See the Baratter les sols pierreux (Churning the rocky soils) project
Read the exhibition's leaflet and labels
The project Baratter les sols pierreux (Churning the rocky soils) aims to reveal the affect beneath the economic concept of "resource" by exploring how the diffusion of this concept has generated a relationship to community, to the ecology of a place, and to the commons that is devoid of care. The exhibition brings together, without classifying or hierarchizing them, anecdotes, somatic knowledge, historical analyses, meditative gestures, archival research, stories of residency, and confidences. Through this abundance, it attempts to unravel, without succeeding, my generation's relationship to the concept of community and the legacies of previous generations.

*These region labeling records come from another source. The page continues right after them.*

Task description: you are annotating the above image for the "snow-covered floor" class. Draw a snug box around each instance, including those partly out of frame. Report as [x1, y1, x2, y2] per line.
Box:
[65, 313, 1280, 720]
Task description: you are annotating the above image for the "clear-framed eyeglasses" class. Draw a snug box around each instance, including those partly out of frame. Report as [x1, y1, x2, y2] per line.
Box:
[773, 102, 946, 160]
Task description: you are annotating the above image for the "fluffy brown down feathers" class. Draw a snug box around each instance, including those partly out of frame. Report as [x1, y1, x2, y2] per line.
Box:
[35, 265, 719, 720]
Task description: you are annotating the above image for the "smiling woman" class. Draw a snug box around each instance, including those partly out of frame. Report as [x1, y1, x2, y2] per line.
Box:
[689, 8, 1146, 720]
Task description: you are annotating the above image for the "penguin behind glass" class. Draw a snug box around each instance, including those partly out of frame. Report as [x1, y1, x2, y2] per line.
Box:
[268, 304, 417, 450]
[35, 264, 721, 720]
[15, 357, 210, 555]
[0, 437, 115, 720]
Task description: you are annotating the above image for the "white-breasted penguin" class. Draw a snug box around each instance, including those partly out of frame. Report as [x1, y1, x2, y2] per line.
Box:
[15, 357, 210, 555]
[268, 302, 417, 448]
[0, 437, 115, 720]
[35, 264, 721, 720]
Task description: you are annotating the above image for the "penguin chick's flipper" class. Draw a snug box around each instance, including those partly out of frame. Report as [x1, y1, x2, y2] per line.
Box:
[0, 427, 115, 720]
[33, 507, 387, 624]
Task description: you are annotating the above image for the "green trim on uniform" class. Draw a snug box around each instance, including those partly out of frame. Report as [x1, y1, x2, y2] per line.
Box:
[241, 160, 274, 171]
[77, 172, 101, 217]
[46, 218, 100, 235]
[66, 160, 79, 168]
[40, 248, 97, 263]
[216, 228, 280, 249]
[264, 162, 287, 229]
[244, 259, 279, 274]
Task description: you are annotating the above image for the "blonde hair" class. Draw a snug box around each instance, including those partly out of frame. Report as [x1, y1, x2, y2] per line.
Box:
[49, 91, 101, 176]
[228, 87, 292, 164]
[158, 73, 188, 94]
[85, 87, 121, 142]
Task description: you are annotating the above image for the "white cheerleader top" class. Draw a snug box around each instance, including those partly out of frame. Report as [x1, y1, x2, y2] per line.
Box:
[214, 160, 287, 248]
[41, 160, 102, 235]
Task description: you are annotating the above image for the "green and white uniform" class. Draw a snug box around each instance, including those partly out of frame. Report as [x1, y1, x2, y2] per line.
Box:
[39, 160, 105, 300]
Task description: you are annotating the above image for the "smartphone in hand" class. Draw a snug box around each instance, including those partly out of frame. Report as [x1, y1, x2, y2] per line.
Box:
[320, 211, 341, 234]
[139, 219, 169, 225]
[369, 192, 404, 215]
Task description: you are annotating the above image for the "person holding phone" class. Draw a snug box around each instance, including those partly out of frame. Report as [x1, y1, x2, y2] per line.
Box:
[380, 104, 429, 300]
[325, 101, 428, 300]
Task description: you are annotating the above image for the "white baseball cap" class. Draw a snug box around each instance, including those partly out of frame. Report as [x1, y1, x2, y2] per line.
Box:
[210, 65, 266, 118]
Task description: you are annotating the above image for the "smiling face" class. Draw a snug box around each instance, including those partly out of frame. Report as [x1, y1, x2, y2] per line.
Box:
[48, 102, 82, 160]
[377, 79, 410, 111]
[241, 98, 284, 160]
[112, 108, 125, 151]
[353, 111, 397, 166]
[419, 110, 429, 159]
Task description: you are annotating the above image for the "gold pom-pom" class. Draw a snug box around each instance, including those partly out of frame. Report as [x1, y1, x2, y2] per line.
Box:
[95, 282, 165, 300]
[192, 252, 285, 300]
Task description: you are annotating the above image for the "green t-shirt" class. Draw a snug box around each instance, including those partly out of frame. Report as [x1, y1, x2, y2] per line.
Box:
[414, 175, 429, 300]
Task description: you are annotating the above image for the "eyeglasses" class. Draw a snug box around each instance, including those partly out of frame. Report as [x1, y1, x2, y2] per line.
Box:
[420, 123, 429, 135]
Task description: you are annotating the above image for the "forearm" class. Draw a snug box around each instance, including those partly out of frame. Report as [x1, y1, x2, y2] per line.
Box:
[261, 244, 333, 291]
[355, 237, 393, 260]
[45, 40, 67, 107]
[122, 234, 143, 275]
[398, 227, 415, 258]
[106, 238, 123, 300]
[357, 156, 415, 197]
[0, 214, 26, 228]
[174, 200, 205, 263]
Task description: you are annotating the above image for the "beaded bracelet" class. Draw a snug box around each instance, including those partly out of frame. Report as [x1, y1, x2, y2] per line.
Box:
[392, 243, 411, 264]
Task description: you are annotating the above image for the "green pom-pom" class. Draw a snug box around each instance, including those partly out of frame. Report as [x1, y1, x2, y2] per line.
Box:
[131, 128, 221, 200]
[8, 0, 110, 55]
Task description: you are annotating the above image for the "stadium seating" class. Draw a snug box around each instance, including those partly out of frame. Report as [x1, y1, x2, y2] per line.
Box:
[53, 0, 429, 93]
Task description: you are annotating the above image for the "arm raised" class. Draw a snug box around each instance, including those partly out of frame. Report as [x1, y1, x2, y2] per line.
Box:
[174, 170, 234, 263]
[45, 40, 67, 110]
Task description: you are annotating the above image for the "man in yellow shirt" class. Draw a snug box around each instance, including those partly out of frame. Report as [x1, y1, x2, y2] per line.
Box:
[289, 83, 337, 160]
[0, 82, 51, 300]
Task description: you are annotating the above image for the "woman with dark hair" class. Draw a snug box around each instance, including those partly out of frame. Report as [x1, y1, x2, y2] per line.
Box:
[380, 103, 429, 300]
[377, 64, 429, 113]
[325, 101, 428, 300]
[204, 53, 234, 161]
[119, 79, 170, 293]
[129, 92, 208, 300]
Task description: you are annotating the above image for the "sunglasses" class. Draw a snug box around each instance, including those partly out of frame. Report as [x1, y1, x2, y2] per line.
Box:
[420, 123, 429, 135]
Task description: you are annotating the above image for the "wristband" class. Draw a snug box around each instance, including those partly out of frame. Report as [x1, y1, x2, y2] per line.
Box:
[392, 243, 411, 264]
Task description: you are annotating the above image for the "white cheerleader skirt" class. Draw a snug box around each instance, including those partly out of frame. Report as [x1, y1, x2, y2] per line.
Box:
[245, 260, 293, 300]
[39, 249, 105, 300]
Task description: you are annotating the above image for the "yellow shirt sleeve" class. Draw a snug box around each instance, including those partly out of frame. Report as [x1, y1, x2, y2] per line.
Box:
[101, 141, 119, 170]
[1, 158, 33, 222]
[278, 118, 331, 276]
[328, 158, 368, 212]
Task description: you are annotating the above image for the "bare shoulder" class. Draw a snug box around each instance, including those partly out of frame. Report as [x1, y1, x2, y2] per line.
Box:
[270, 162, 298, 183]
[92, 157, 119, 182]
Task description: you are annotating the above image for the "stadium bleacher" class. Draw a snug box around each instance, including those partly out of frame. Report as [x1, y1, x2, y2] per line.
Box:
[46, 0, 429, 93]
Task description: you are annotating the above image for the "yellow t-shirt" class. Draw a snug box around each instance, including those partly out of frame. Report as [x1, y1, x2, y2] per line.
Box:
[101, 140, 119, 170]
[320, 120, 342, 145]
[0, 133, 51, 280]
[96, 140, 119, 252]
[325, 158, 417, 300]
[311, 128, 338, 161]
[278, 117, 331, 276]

The exhibition pulls from research I carried out with a feminist angle on the transformation of the butter-making process in French Canada. In the 19th century, Quebec families living on farmland domestically made their butter. Dairy was a space that belonged to women. This artisanal activity required a great deal of time and physical effort but provided them with an independent income. At the turn of the 20th century, the paradigm shifted. Politicians became aware that butter was a profitable commodity when exported to Britain. A campaign began. Little by little, relying on the narrative of agricultural cooperatives, men set up industrial butter factories and agronomy schools from which women were excluded.

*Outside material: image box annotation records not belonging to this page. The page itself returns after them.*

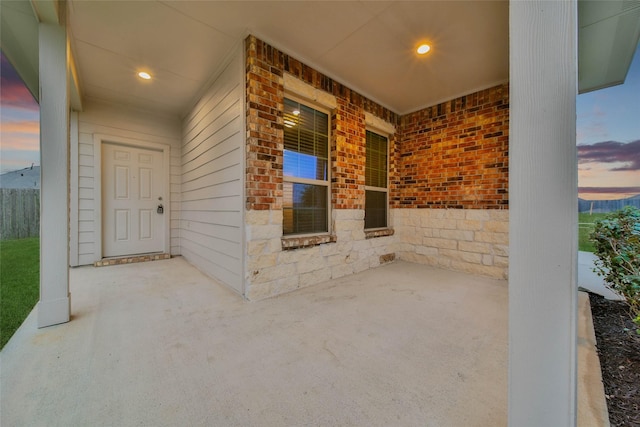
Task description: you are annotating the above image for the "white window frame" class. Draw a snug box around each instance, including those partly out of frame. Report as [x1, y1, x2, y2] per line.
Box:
[363, 126, 391, 231]
[282, 92, 332, 238]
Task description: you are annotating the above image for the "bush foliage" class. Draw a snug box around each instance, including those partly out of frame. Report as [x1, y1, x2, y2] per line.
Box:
[591, 206, 640, 334]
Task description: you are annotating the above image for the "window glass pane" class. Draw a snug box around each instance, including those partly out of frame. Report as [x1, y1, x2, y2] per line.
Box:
[283, 98, 329, 181]
[282, 182, 329, 234]
[365, 131, 387, 188]
[364, 190, 387, 229]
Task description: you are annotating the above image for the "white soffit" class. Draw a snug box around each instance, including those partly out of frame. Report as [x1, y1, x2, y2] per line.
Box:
[70, 0, 509, 115]
[0, 0, 40, 101]
[578, 0, 640, 93]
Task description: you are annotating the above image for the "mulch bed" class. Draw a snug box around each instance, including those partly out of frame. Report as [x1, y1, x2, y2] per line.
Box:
[589, 293, 640, 427]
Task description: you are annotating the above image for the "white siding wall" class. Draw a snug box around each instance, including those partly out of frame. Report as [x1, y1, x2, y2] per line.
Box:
[71, 100, 180, 265]
[180, 54, 244, 293]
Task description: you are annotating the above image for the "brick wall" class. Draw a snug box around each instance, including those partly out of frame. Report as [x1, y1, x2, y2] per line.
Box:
[245, 37, 284, 210]
[244, 36, 509, 300]
[245, 36, 399, 214]
[331, 98, 366, 209]
[391, 84, 509, 209]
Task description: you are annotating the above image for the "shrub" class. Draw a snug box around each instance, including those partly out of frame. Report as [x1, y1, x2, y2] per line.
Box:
[591, 206, 640, 334]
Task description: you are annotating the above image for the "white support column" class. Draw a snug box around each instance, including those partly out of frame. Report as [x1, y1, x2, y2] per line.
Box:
[509, 0, 578, 427]
[38, 23, 70, 328]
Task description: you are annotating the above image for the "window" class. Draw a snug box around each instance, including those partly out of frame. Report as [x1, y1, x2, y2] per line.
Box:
[364, 131, 388, 229]
[282, 98, 330, 235]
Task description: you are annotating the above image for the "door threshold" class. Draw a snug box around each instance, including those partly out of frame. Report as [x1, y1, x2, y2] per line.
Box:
[93, 253, 171, 267]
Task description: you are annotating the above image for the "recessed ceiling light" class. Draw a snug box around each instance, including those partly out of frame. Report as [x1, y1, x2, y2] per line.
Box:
[416, 44, 431, 55]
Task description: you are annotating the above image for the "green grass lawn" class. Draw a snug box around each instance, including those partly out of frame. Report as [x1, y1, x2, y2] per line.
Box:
[578, 212, 607, 252]
[0, 237, 40, 349]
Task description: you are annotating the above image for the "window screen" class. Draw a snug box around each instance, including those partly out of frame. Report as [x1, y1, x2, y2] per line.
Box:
[364, 131, 388, 229]
[283, 98, 329, 234]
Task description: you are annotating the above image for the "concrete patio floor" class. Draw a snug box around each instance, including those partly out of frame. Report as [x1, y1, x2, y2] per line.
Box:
[0, 258, 608, 427]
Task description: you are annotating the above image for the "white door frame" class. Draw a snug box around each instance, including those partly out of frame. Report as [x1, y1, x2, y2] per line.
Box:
[93, 134, 171, 261]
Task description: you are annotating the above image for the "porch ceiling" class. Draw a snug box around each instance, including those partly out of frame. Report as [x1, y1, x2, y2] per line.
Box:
[70, 0, 509, 114]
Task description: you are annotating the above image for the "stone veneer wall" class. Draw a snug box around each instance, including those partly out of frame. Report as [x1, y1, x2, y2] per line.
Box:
[245, 36, 508, 300]
[391, 209, 509, 279]
[245, 209, 396, 300]
[245, 36, 398, 300]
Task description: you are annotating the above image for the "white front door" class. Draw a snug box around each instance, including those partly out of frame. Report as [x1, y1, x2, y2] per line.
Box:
[102, 142, 167, 257]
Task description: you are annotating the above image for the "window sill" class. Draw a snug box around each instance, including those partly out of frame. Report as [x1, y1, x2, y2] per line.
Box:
[364, 228, 394, 239]
[281, 234, 336, 251]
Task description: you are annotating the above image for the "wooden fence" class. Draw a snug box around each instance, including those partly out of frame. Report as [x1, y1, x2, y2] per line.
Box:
[0, 188, 40, 240]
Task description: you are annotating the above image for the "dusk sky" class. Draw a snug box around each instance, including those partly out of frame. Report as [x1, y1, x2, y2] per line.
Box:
[0, 54, 40, 173]
[0, 46, 640, 199]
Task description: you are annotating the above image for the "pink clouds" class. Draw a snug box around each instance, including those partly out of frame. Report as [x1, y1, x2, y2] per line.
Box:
[0, 55, 38, 111]
[0, 120, 40, 151]
[578, 139, 640, 171]
[0, 54, 40, 172]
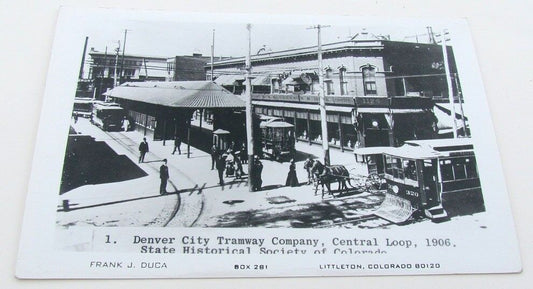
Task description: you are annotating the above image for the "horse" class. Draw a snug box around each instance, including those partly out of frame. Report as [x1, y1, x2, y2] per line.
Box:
[311, 161, 353, 198]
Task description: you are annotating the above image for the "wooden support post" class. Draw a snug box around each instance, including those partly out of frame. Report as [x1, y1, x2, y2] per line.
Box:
[163, 118, 167, 146]
[187, 116, 191, 158]
[338, 113, 344, 152]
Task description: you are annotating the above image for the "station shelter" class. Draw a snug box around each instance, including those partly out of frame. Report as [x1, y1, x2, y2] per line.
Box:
[105, 81, 245, 156]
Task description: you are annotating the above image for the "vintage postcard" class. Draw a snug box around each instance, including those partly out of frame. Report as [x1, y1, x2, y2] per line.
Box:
[16, 8, 521, 278]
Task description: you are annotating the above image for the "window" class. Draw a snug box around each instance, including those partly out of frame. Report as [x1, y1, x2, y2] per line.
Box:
[385, 156, 392, 175]
[440, 160, 454, 181]
[324, 67, 335, 95]
[403, 160, 418, 181]
[363, 66, 377, 95]
[465, 158, 478, 179]
[339, 67, 348, 95]
[392, 158, 403, 180]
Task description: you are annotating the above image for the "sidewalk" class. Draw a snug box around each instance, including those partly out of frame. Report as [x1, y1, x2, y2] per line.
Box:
[58, 119, 381, 227]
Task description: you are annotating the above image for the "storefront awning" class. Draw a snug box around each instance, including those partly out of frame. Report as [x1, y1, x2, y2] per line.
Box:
[433, 105, 467, 134]
[357, 107, 424, 114]
[252, 101, 353, 113]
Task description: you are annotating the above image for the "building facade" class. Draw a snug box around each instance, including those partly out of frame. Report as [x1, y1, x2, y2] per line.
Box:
[205, 33, 459, 150]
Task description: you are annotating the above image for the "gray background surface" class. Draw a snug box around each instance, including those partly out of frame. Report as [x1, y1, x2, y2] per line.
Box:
[0, 0, 533, 289]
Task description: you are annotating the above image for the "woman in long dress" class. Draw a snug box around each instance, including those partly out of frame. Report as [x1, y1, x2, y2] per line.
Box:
[285, 160, 300, 187]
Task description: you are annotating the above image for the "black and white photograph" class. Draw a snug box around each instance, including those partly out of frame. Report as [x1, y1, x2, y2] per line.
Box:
[15, 9, 520, 278]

This research in the archives brought me back unexpectedly to parts of my family history. My grandmother handed me down her century-old beans cooking pot and told me that, as a child, the baker would collect the stoneware pots from each family, in exchange for a few pennies, to bake them together all night. This collective baking allowed sharing of the costs of long baking times. But it was her generation that put an end to this tradition, as for the first time each family could afford the comfort of its own electric oven.
The symmetry of these two accounts of the transformation of the common by the economic system struck me: the making of butter evolved from the individual to the collective, while the cooking of bread evolved from the collective to the individual. Both traditions were invisibilised and visually undocumented since only the objects used remain. I was unable to find visual representations of the gestures and people involved. Facing this lack of visual material, I elaborated fictional gestures by creating a symbolic process merging both traditions. I created and fabricated a contraption that would allow me to make raw clay bricks, the basic material for building community ovens, using gestures specific to the process of butter churning . On these bricks, I printed words pulled from my research and a series of conversations held in Granby, CA. The bricks were used to stimulate group exchanges and were given to participants as gifts.
Upon entering the exhibition space, visitors are confronted with a reproduction of the Canadian pavilion at the 1886 Colonial Exhibition in London. The pavilion's many shelves held hundreds of glass jars filled with the "fruits of Canadian agriculture" preserved in chemical solutions. In the centre were huge containers of butter. This trade show was the first introduction of Canadian butter to the English market. The artist acknowledges that she conducted her research on the unceded territories of the Waban-aki and Huron-Wendat nations. She also acknowledges that the colonial structure, while leading to the oppression of women, especially led to the complete and systemic oppression of these nations, which is still in place to this day. As a non-indigenous person, the artist chose not to include this research in the exhibition to avoid drawing cultural capital from it.